Hukuki nitelikleri itibariyle devletin hüküm ve tasarrufu altında bulunan yerlerden olan meralar özel mülkiyete konu olamazlar. Bu nedenle de mülkiyeti devlete ait olan yerlere ilişkin davayı Hazine açabileceği gibi meraların sınırları içinde bulunduğu ve yararlanma hakkı olan köy tüzelkişilikleri ve belediyelerin de dava açma hakları vardır. Ancak, somut olayda olduğu gibi, köy muhtarının dava açmaması ya da taşınmazın tarla niteliğinde kalmasında menfaati bulunması halinde köy halkından bir ya da birkaç kişinin dava açma hakkı olup olmadığı sorunu karşımıza çıkmaktadır.
Somut olayda; dava köy halkından olan gerçek kişiler tarafından açılmıştır.
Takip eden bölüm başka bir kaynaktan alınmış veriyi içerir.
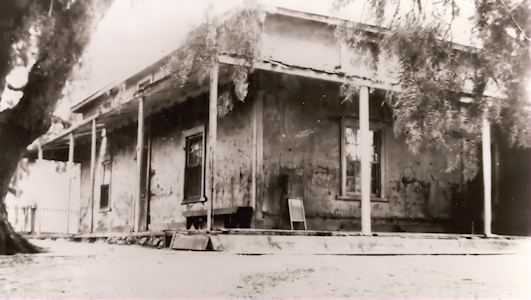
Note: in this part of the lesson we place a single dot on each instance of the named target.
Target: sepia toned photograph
(265, 149)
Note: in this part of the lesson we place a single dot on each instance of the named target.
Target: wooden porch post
(139, 155)
(365, 162)
(257, 160)
(70, 167)
(92, 173)
(487, 176)
(212, 137)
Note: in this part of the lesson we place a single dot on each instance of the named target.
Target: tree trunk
(65, 31)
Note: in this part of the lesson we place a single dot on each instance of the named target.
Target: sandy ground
(99, 270)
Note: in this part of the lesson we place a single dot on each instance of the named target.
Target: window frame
(373, 126)
(105, 162)
(188, 134)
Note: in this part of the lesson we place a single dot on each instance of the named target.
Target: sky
(136, 33)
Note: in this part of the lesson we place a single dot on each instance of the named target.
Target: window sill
(194, 200)
(358, 198)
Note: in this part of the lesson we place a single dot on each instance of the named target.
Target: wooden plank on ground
(189, 242)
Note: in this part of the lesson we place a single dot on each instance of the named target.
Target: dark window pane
(194, 147)
(353, 160)
(104, 196)
(193, 175)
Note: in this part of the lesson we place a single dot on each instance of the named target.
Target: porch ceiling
(159, 95)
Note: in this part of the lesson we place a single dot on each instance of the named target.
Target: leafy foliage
(434, 72)
(238, 36)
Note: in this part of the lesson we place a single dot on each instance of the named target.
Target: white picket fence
(26, 219)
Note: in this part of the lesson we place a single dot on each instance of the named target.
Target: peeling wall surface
(233, 159)
(166, 209)
(118, 147)
(302, 120)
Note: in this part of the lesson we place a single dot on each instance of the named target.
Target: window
(351, 159)
(194, 165)
(105, 185)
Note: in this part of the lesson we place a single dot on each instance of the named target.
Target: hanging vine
(239, 36)
(433, 72)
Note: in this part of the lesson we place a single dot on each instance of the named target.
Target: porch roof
(158, 95)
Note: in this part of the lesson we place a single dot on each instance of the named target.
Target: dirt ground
(100, 270)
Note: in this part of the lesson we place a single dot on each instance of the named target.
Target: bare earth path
(98, 270)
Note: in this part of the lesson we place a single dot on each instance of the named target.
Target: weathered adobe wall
(233, 161)
(119, 147)
(302, 140)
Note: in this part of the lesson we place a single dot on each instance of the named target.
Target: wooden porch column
(212, 137)
(257, 159)
(70, 167)
(92, 173)
(139, 156)
(365, 162)
(487, 176)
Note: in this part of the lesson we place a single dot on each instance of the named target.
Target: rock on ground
(101, 270)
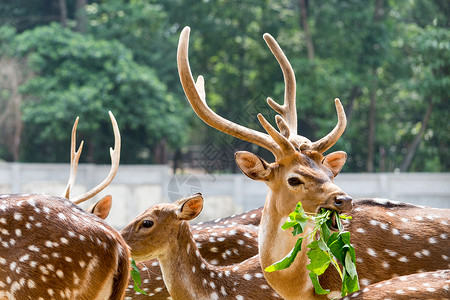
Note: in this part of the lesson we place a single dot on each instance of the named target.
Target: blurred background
(388, 62)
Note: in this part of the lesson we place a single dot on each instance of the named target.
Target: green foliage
(80, 75)
(325, 248)
(398, 53)
(136, 276)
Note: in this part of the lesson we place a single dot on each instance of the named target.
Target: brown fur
(50, 247)
(430, 285)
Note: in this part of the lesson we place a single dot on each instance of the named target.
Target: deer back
(50, 248)
(427, 285)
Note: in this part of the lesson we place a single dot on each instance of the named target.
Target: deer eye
(294, 181)
(147, 223)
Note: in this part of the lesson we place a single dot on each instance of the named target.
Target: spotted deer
(163, 232)
(220, 242)
(52, 249)
(426, 285)
(390, 238)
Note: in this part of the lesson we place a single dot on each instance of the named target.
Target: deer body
(51, 249)
(186, 274)
(302, 173)
(427, 285)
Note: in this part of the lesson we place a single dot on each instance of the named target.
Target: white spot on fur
(371, 252)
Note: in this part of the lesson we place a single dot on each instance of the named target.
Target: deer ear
(252, 165)
(190, 207)
(102, 208)
(335, 161)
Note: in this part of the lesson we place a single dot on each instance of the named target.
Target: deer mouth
(332, 222)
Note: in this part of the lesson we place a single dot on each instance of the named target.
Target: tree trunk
(10, 108)
(416, 142)
(371, 135)
(80, 15)
(378, 14)
(63, 12)
(304, 23)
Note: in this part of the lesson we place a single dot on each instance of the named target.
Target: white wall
(137, 187)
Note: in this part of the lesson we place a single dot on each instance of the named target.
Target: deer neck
(274, 245)
(184, 270)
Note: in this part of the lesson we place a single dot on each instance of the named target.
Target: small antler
(74, 157)
(115, 158)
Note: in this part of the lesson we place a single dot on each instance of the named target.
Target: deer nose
(343, 202)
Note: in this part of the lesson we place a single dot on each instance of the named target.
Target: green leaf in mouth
(324, 249)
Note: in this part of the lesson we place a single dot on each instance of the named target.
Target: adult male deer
(220, 242)
(162, 231)
(52, 249)
(427, 285)
(390, 238)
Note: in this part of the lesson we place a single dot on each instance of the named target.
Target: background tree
(387, 61)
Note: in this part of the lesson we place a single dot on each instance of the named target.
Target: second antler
(75, 156)
(280, 143)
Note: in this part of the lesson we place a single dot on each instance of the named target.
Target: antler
(280, 143)
(196, 95)
(115, 158)
(74, 157)
(288, 110)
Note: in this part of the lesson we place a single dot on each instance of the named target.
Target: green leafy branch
(324, 249)
(136, 276)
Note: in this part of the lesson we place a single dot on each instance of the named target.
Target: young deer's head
(155, 232)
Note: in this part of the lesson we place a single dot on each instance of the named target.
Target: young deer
(162, 231)
(52, 249)
(390, 238)
(427, 285)
(221, 242)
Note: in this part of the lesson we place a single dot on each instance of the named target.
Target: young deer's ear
(190, 207)
(252, 165)
(335, 161)
(102, 208)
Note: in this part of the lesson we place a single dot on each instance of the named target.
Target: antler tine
(286, 147)
(197, 100)
(288, 110)
(115, 158)
(330, 139)
(74, 157)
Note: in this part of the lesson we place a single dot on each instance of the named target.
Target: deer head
(162, 231)
(221, 242)
(301, 173)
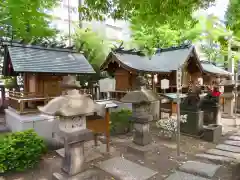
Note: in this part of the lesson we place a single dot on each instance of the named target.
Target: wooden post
(107, 133)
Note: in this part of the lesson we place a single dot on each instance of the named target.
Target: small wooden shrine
(42, 69)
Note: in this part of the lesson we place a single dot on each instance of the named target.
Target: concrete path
(226, 152)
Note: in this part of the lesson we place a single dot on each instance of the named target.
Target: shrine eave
(35, 59)
(164, 61)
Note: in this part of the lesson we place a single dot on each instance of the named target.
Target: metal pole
(178, 123)
(236, 95)
(69, 23)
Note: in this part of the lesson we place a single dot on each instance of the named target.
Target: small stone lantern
(71, 110)
(141, 100)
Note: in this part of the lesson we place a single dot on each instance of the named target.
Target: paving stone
(199, 168)
(126, 170)
(4, 129)
(223, 153)
(87, 175)
(233, 143)
(234, 138)
(230, 148)
(184, 176)
(215, 158)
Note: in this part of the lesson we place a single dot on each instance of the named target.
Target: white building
(112, 30)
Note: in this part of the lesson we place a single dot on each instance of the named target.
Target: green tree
(148, 11)
(233, 17)
(26, 19)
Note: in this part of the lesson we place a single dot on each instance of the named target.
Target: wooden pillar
(107, 132)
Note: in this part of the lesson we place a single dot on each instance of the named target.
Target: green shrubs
(20, 151)
(120, 121)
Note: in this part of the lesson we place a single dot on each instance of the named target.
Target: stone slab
(184, 176)
(140, 150)
(87, 175)
(215, 158)
(124, 169)
(90, 155)
(199, 168)
(234, 138)
(233, 143)
(224, 153)
(229, 148)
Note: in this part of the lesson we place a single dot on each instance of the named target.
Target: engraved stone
(126, 170)
(224, 153)
(233, 143)
(199, 168)
(184, 176)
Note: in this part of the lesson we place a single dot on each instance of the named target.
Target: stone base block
(212, 133)
(140, 150)
(87, 175)
(44, 125)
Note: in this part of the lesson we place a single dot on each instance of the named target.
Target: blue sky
(219, 9)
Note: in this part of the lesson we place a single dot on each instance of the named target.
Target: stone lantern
(141, 100)
(71, 109)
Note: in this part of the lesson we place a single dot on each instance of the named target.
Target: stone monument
(141, 100)
(71, 110)
(228, 95)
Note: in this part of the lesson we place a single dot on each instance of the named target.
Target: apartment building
(112, 30)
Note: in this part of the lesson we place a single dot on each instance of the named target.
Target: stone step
(4, 129)
(232, 143)
(230, 148)
(199, 168)
(218, 152)
(234, 138)
(178, 175)
(216, 159)
(124, 169)
(89, 154)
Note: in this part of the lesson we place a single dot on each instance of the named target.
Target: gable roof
(29, 58)
(210, 68)
(165, 60)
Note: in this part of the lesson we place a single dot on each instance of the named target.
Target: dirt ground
(163, 159)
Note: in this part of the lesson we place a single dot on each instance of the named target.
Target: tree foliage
(233, 17)
(208, 30)
(25, 19)
(95, 48)
(148, 11)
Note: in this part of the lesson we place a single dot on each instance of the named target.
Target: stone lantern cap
(140, 96)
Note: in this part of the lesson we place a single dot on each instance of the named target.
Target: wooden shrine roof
(38, 59)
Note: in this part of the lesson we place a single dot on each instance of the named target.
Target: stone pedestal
(141, 134)
(228, 106)
(74, 139)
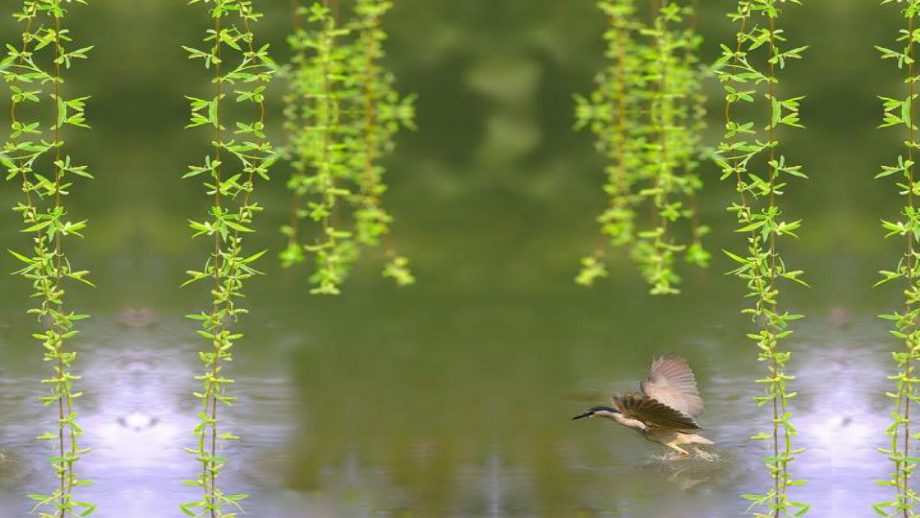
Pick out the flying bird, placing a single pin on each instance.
(665, 409)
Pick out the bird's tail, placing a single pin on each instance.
(699, 439)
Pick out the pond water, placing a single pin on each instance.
(454, 398)
(432, 406)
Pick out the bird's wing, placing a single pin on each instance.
(671, 382)
(652, 412)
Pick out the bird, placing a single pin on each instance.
(664, 410)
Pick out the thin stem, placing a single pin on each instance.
(907, 387)
(214, 368)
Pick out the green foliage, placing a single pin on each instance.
(647, 115)
(342, 113)
(34, 156)
(242, 69)
(748, 155)
(899, 113)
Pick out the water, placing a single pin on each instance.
(439, 407)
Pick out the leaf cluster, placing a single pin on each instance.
(342, 113)
(241, 155)
(748, 156)
(898, 113)
(647, 115)
(34, 157)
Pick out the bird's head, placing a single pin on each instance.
(598, 411)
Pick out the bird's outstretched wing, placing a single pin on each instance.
(671, 382)
(651, 412)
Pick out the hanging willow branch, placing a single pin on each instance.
(35, 157)
(900, 113)
(342, 113)
(647, 117)
(242, 69)
(750, 158)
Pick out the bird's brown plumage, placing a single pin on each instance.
(652, 412)
(671, 382)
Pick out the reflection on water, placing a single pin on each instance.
(383, 420)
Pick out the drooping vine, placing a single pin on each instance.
(899, 113)
(35, 157)
(342, 113)
(240, 158)
(749, 156)
(647, 116)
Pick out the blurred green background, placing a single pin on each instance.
(452, 397)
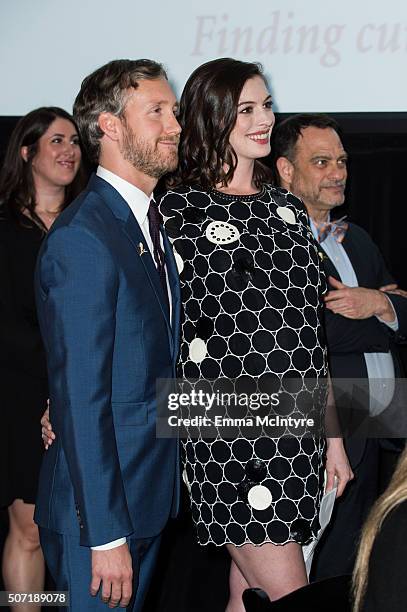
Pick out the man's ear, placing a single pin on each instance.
(285, 170)
(110, 125)
(24, 153)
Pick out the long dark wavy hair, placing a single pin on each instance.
(208, 113)
(17, 189)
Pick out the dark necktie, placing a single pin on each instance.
(337, 228)
(154, 222)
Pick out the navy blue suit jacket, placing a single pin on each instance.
(108, 338)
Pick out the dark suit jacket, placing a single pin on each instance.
(108, 339)
(349, 339)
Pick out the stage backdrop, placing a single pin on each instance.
(319, 56)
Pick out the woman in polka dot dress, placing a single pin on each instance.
(251, 289)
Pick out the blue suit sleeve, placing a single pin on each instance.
(77, 285)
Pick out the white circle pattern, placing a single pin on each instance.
(255, 303)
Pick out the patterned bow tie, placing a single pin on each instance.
(337, 228)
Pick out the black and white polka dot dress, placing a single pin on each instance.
(251, 288)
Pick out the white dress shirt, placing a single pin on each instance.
(139, 203)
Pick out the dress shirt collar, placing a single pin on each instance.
(313, 227)
(137, 200)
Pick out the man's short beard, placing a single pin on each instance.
(141, 156)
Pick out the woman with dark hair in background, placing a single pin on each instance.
(38, 179)
(251, 289)
(380, 569)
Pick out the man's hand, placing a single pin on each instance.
(393, 289)
(47, 434)
(358, 302)
(113, 570)
(337, 464)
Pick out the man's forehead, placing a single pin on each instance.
(313, 139)
(154, 91)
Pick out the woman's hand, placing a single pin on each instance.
(47, 434)
(337, 464)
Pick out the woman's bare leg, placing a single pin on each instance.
(277, 570)
(23, 561)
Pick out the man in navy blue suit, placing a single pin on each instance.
(109, 306)
(365, 316)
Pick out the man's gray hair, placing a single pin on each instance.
(106, 90)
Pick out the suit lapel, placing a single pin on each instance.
(173, 279)
(131, 228)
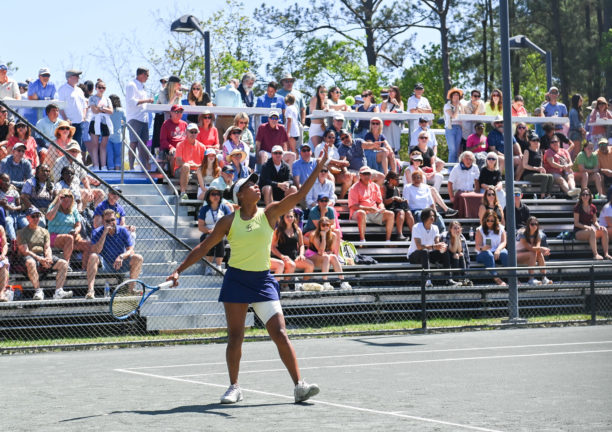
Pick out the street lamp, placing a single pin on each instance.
(187, 24)
(522, 41)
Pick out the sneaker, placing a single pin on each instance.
(60, 294)
(345, 285)
(232, 395)
(304, 391)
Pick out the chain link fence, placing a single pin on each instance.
(163, 233)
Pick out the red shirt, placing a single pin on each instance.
(171, 134)
(269, 137)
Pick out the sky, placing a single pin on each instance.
(66, 35)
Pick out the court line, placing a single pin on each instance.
(403, 362)
(317, 401)
(386, 353)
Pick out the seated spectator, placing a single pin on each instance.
(22, 135)
(531, 252)
(10, 201)
(113, 250)
(380, 156)
(521, 211)
(115, 139)
(419, 197)
(431, 165)
(270, 135)
(426, 247)
(322, 187)
(490, 175)
(47, 125)
(63, 136)
(236, 159)
(207, 172)
(173, 131)
(39, 191)
(604, 156)
(81, 180)
(586, 226)
(586, 168)
(533, 170)
(17, 166)
(490, 202)
(35, 256)
(320, 252)
(4, 265)
(416, 161)
(276, 181)
(208, 133)
(65, 227)
(366, 205)
(457, 250)
(188, 157)
(288, 248)
(491, 243)
(463, 178)
(558, 162)
(394, 202)
(212, 211)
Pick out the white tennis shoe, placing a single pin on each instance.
(232, 395)
(304, 391)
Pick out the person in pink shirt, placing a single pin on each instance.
(366, 204)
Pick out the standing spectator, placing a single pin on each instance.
(115, 139)
(366, 205)
(558, 162)
(393, 129)
(269, 135)
(212, 210)
(369, 105)
(197, 97)
(534, 171)
(135, 97)
(453, 131)
(518, 107)
(8, 86)
(227, 96)
(65, 227)
(531, 252)
(586, 225)
(16, 166)
(33, 244)
(276, 181)
(394, 202)
(75, 104)
(427, 248)
(318, 102)
(491, 243)
(188, 158)
(495, 106)
(418, 104)
(101, 126)
(173, 131)
(586, 168)
(112, 249)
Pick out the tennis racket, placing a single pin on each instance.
(129, 296)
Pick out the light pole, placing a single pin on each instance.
(187, 24)
(522, 41)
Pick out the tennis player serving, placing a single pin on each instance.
(248, 280)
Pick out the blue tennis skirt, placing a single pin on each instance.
(242, 286)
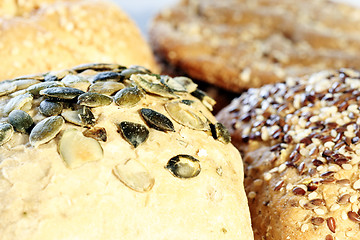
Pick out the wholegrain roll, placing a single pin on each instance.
(51, 35)
(100, 151)
(239, 44)
(300, 144)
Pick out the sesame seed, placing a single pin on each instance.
(346, 166)
(329, 144)
(282, 167)
(333, 168)
(331, 224)
(319, 168)
(354, 207)
(302, 202)
(312, 195)
(350, 233)
(252, 195)
(202, 153)
(304, 152)
(267, 176)
(333, 133)
(353, 199)
(343, 190)
(258, 182)
(344, 216)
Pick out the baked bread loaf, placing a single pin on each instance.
(61, 34)
(300, 144)
(248, 43)
(101, 151)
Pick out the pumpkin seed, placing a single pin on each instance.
(107, 76)
(20, 102)
(128, 97)
(126, 73)
(36, 88)
(157, 120)
(25, 83)
(76, 81)
(134, 133)
(97, 133)
(107, 88)
(97, 67)
(94, 99)
(204, 98)
(46, 130)
(50, 108)
(7, 87)
(179, 84)
(220, 132)
(186, 115)
(184, 166)
(76, 149)
(134, 175)
(82, 117)
(61, 92)
(152, 85)
(20, 120)
(6, 132)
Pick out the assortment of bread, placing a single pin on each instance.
(113, 150)
(50, 35)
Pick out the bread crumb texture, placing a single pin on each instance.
(301, 146)
(101, 151)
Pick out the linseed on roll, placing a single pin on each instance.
(300, 144)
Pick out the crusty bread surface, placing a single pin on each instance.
(300, 144)
(238, 44)
(46, 35)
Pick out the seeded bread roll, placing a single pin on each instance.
(248, 43)
(300, 143)
(12, 8)
(62, 34)
(101, 151)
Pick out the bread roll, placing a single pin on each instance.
(248, 43)
(60, 34)
(300, 143)
(101, 151)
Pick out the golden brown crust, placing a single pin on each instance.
(300, 144)
(67, 33)
(241, 44)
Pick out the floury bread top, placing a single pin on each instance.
(101, 151)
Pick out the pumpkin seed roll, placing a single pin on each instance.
(239, 44)
(45, 35)
(101, 151)
(300, 141)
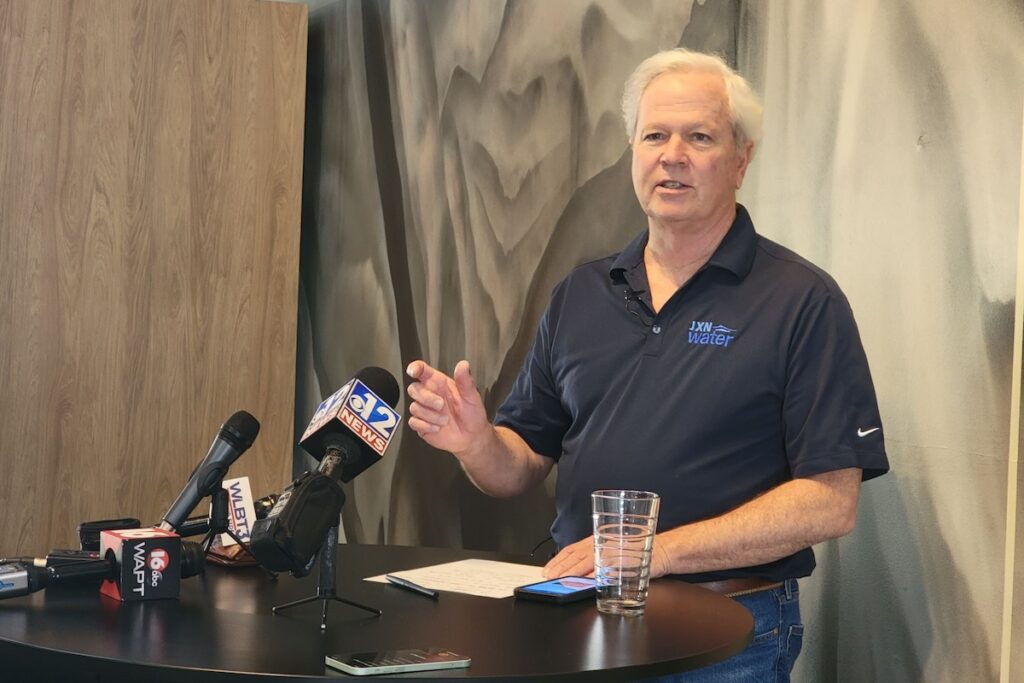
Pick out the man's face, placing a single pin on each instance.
(686, 167)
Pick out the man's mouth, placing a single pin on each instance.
(672, 184)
Köy adına dava açmak ve açılan davayı takip yetkisi ile köy aleyhine açılan davalarda köyü temsil yetkisi 442 sayılı Köy Kanununun 37/7. maddesi uyarınca köy muhtarına aittir. Köy muhtarının hukuki bir engelinin çıkması durumunda bu yetki aynı Kanunun 33/b maddesine göre köy derneğinin seçeceği temsilciye tanınmıştır.
Bu açıklamalardan sonra kısaca belirtmek gerekirse, o köyden bazı kişilerin köyün menfaatini ileri sürerek şartlar oluşmadan köy adına veya köyü temsilen dava açma yetkileri bulunmamaktadır. Davada taraf ehliyetinin kamu düzenine ilişkin olduğu düşünülmeden maddi hata sonucu kararın onandığı anlaşıldığından karar düzeltme istemi yerindedir. Davanın aktif dava ehliyeti yokluğu nedeniyle reddine karar verilmek üzere hükmün bozulması gerekmiştir.
SONUÇ:Yukarıda açıklanan nedenlerle Dairemizin 03.02.2016 sayılı onama ilamının KALDIRILMASINA, hükmün yukarıda açıklanan nedenlerle BOZULMASINA, istek halinde temyiz harcının yatırana iadesine, 06.04.2017 tarihinde oybirliği ile karar verildi.